L’impossible rétropédalage du Président Par Aly Samba NdiayeL’année 2014 sera charnière pour le président Macky Sall. Il aura, dès la fin du premier trimestre, bouclé son deuxième anniversaire à la tête de l’Etat. Ce sera alors le début de son mi-mandat, sauf s’il revient sur sa décision annoncée de le réduire de deux ans. Ce qui, pour l’heure, ne figure pas dans ses déclarations. Croyons-le donc dans ses intentions. Mais le temps presse et il est plus que jamais temps pour lui de trancher définitivement cette question. Dans son propre camp certains piaffent d’impatience de le voir renoncer à ses engagements d’avant campagne, confirmés par la suite dans ses sorties médiatiques, à Paris notamment devant François Hollande. Mais au sein de l’opinion et de la classe politique, l’agacement est perceptible devant le peu d’empressement du Président à envoyer à l’Assemblée nationale un projet de loi modifiant la durée du mandat… avec effet rétroactif, autre sujet de débat juridique.
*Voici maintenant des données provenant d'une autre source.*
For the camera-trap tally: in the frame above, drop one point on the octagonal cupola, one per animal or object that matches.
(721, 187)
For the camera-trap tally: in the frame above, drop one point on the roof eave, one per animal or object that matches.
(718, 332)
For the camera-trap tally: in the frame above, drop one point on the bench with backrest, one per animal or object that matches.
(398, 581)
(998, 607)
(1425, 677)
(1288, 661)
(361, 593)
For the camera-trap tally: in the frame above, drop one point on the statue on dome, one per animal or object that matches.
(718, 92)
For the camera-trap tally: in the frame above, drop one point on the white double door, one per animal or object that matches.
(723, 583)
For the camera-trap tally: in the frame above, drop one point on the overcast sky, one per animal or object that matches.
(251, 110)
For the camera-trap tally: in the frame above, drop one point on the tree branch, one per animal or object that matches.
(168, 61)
En attendant, depuis l’arrivée de Mme Aminata Touré à la Primature, le Gouvernement décline à grand renfort médiatique des projets de développement dont l’essentiel arrive à terme en 2017. Ce qui laisse penser que cette échéance correspondrait à la fin du premier mandat du président de la République. Un mandat dont il sollicitera probablement une reconduction. Et ce même s’il confie urbi et orbi que la perspective d’un second mandat ne l’empêchepas de dormir. Il faut tout de même reconnaître que le coup d’accélération que promettait le Premier ministre tarde à se manifester. Cependant, les mesures symboliques comme les bourses d’économie familiale, la couverture médicale universelle, la promesse de baisse substantielle des loyers… vont dans le bon sens. Les programmes de relance de l’emploi à travers le FONGIP et le FONSIS, le Projet Sénégal Emergent, les investissements annoncés dans l’agriculture, l’élevage, le tourisme, les mines etc. donnent enfin au gouvernement une vision plus claire. Certes l’ambition d’un taux de croissance de 7 %… à l’horizon2017 est peu motivante, alors même que dans l’espace de l’UEMOA, des pays comme la Côte d’Ivoire, certes autrement plus riches que le nôtre, sont déjà à 8 %. On a trop souvent reproché au gouvernement de manquer de vision, pour ne pas reconnaître l’effort de planification de projets structurants à moyen et long termes, au lieu de gérer la pauvreté à court terme.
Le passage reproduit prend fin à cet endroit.